Le 16 au matin, ce sont près de 2000 soldats de la République qui escorteront leurs prisonniers, dit-on vers Paris. Le lendemain midi, le convoi entre dans Verneuil. La ville est fortifiée et 5000 dragons, commandés par Louis Bonaparte, y sont stationnés. Les républicains s’y sentent enfin à l’abri d’une attaque destinée à libérer les chefs chouans.

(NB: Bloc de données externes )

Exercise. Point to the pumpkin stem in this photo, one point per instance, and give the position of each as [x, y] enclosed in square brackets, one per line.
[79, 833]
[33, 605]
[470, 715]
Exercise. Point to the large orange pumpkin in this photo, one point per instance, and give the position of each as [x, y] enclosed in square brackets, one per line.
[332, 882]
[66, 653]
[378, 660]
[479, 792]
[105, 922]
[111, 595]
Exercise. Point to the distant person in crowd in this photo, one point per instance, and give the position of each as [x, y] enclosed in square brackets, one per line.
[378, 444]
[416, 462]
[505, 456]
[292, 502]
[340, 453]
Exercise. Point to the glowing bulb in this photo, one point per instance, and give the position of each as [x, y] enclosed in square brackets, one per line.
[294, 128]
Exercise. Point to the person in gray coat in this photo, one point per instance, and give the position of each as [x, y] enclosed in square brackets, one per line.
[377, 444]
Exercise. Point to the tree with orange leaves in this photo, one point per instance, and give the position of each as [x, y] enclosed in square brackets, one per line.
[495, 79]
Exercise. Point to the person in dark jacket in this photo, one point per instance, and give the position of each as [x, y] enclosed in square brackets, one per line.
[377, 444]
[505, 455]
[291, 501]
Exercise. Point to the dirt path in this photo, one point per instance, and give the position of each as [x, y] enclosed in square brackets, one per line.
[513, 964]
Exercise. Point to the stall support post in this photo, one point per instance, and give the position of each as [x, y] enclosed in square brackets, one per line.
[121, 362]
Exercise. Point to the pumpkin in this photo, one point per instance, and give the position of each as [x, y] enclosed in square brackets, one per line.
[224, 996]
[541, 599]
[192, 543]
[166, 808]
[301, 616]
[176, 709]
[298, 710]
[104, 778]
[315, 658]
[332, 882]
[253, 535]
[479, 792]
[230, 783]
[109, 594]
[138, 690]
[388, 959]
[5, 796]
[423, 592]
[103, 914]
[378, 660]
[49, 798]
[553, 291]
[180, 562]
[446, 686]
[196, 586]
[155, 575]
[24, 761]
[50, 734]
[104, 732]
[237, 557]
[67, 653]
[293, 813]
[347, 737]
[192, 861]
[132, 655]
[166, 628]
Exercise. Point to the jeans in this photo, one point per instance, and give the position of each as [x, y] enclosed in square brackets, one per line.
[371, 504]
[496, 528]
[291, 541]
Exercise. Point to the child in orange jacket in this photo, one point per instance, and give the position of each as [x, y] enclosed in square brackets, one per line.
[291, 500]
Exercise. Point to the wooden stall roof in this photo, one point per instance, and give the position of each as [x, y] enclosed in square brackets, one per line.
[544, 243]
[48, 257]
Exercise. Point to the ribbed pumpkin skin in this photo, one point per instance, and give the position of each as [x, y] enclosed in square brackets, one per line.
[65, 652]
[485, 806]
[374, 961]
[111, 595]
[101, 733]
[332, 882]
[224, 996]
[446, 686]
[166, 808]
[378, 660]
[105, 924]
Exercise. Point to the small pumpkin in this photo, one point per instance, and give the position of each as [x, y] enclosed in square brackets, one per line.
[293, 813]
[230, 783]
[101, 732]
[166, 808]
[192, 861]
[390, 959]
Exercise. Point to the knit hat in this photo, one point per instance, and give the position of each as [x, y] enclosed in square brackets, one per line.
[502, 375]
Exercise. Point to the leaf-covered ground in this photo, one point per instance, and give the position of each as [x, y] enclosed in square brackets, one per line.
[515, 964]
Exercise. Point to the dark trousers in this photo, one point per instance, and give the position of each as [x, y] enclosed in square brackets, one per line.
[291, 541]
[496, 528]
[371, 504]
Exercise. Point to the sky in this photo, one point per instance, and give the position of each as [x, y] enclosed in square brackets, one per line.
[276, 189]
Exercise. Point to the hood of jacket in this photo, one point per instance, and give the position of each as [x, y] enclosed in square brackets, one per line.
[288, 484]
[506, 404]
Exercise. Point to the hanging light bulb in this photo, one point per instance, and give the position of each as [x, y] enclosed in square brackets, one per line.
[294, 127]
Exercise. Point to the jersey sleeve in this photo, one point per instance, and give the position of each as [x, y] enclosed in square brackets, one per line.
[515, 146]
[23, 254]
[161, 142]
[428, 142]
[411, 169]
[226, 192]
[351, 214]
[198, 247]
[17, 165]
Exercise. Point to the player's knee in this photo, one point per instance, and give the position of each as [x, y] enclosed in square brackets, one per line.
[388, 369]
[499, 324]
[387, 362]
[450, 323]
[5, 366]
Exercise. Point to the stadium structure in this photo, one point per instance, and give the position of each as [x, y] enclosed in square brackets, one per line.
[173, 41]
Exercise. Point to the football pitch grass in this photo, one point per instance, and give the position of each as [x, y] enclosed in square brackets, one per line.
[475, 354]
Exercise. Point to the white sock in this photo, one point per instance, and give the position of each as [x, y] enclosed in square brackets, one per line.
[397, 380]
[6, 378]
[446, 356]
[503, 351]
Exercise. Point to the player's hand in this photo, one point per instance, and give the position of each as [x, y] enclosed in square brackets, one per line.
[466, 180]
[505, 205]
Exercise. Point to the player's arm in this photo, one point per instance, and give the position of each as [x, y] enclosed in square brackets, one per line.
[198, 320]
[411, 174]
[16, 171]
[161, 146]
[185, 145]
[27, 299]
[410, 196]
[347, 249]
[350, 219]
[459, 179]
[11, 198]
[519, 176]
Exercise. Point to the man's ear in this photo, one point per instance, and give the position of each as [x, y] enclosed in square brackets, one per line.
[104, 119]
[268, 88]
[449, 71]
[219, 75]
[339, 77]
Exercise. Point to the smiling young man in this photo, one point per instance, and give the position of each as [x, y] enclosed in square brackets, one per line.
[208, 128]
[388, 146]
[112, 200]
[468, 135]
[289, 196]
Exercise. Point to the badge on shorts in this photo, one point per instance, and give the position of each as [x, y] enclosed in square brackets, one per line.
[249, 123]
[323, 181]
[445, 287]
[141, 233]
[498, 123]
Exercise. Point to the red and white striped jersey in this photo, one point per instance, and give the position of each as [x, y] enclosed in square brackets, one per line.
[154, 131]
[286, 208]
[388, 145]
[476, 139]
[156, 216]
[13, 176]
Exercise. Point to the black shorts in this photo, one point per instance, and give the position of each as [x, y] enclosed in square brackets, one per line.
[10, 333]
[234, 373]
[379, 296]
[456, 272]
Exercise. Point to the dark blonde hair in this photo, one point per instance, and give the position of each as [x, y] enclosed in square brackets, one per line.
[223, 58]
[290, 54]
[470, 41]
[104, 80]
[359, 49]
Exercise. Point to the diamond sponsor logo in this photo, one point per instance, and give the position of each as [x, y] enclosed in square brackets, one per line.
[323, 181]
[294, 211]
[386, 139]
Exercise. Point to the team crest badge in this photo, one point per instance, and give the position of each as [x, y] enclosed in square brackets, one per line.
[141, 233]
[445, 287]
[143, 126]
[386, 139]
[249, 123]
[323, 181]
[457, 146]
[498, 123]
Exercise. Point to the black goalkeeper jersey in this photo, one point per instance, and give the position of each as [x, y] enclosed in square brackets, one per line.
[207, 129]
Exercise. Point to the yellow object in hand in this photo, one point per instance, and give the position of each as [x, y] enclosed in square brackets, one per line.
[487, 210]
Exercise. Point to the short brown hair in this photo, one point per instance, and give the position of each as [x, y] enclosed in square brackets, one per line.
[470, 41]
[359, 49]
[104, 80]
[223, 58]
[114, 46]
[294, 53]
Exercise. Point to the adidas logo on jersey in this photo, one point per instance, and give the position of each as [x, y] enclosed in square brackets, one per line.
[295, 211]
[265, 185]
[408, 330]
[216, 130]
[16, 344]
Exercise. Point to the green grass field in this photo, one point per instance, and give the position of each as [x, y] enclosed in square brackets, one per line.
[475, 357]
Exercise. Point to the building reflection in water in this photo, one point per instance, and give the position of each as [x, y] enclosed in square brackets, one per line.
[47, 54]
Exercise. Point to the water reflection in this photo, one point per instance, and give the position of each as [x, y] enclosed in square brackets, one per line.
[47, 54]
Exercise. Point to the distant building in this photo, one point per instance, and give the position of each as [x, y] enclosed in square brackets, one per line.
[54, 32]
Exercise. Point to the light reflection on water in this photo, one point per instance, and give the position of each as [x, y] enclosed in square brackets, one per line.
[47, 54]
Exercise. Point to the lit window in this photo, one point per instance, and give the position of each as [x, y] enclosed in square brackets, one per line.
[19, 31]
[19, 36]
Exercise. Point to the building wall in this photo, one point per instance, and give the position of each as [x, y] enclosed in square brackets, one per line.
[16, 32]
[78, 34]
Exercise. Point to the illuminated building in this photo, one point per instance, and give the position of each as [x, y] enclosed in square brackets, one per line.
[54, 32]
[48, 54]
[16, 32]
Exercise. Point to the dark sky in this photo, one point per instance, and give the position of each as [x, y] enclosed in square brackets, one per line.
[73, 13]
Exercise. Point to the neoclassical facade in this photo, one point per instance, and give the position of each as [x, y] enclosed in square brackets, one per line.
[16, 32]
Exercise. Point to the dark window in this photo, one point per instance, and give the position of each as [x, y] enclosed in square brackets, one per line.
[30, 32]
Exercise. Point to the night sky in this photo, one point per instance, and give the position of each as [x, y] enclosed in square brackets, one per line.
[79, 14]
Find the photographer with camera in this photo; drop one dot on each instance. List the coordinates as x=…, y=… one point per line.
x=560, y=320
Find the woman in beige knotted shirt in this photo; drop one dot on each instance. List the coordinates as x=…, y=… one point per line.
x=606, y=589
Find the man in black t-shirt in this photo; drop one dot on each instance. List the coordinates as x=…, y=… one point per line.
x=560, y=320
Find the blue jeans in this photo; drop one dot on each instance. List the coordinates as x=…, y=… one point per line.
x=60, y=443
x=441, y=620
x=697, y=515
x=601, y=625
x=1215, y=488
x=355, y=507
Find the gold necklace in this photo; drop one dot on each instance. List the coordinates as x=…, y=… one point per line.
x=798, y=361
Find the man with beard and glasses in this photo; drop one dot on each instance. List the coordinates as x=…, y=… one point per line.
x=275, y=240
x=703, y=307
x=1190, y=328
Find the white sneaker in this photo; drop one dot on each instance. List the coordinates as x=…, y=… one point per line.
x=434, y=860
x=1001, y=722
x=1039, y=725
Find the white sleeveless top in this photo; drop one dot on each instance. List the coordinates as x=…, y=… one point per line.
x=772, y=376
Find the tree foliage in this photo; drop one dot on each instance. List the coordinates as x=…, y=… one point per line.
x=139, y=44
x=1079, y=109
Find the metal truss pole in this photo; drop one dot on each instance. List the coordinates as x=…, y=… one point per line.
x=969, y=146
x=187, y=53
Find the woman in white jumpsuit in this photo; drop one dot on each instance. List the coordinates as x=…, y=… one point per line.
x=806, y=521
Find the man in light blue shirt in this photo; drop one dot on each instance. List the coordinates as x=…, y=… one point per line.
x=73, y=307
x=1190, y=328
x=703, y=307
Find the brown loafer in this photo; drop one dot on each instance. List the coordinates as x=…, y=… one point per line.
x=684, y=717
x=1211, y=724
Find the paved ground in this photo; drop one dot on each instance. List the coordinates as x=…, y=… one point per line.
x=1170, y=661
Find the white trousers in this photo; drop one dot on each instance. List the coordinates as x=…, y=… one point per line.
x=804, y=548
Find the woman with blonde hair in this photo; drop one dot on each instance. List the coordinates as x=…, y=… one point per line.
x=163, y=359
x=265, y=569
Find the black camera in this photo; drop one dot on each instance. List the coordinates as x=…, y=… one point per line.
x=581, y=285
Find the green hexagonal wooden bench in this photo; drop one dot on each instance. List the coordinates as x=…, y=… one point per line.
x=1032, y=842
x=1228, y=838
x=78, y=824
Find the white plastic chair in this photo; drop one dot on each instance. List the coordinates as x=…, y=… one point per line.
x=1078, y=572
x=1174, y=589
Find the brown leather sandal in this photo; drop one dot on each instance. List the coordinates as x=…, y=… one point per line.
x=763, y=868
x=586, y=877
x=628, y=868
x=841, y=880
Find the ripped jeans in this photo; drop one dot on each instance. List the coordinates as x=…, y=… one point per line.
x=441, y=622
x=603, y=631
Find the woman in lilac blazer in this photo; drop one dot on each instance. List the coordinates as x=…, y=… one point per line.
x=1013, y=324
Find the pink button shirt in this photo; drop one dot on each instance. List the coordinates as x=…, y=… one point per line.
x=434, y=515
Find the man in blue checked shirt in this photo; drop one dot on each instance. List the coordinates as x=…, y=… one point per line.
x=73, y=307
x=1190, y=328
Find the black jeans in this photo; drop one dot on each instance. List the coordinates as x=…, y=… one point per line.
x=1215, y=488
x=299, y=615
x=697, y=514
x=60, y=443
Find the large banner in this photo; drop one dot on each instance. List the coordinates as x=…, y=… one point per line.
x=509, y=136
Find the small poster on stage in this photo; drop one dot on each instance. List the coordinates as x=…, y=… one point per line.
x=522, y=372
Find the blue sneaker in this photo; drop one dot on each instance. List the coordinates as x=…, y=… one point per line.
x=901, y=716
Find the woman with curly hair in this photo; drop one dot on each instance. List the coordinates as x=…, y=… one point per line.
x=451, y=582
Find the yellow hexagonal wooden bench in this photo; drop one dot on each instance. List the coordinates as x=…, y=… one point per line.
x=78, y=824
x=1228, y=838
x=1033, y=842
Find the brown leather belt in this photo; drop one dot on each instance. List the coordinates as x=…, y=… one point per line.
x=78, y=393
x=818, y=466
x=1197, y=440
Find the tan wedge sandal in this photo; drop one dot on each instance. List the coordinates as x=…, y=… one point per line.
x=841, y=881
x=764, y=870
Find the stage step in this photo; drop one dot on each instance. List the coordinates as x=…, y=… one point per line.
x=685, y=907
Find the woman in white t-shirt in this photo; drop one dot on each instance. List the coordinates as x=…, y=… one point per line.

L’escorte pense devoir repartir mais une missive arrive donnant ordre d’organiser une commission mili­taire et de juger les prisonniers.
Le lendemain de leur arrivée à Verneuil, soit ce 18 février 1800, ils sont jugés, sans aucun défenseur, la position des accusateurs étant indéfendable. Il sont rapidement condamnés à la peine de mort, immédiatement applicable, exécutant ainsi avec diligence les instructions du Premier Consul. A cinq heures de l’après midi, les condamnés sont conduits dans un herbage des faubourgs. Ils refusent d’avoir les yeux bandés et Louis lance sa bourse au peloton de treize hommes, leur intimant de “viser juste”. Ironie du sort, la salve fauche maladroitement les fiers chouans, Louis et deux de ses hommes parviennent à se redresser pour crier “Vive le Roi”, avant que le coup de grâce ne vienne définitivement mettre fin à leurs souffrances. Pour parfaire son ignominie, la République jeta les corps à la fosse commune. Ainsi disparaissait le chef emblématique de la cause royaliste en Normandie, homme d’honneur et de conviction victime de la félonie d’une République qui vivait, comme la chouannerie, ses derniers jours, victime de la soif de pouvoir démesurée d’un général corse.
Le 15 mars 1827, un monument, du sculpteur David d’Angers, fut érigé en l’église de la Madeleine de Verneuil sur Avre à la mémoire de Frotté et de ses compagnons. Ils furent à nouveau honorés par l’association du “Souvenir de la Chouannerie Normande” qui, le 14 octobre 1973, érigea, sur le site de l’exécution, une stèle fleurdelisée. Outre l’oubli, le dernier outrage à la mémoire de Frotté, fut commis par les communistes vernoliens ils vinrent  barbouiller la stèle de granit de peinture rouge.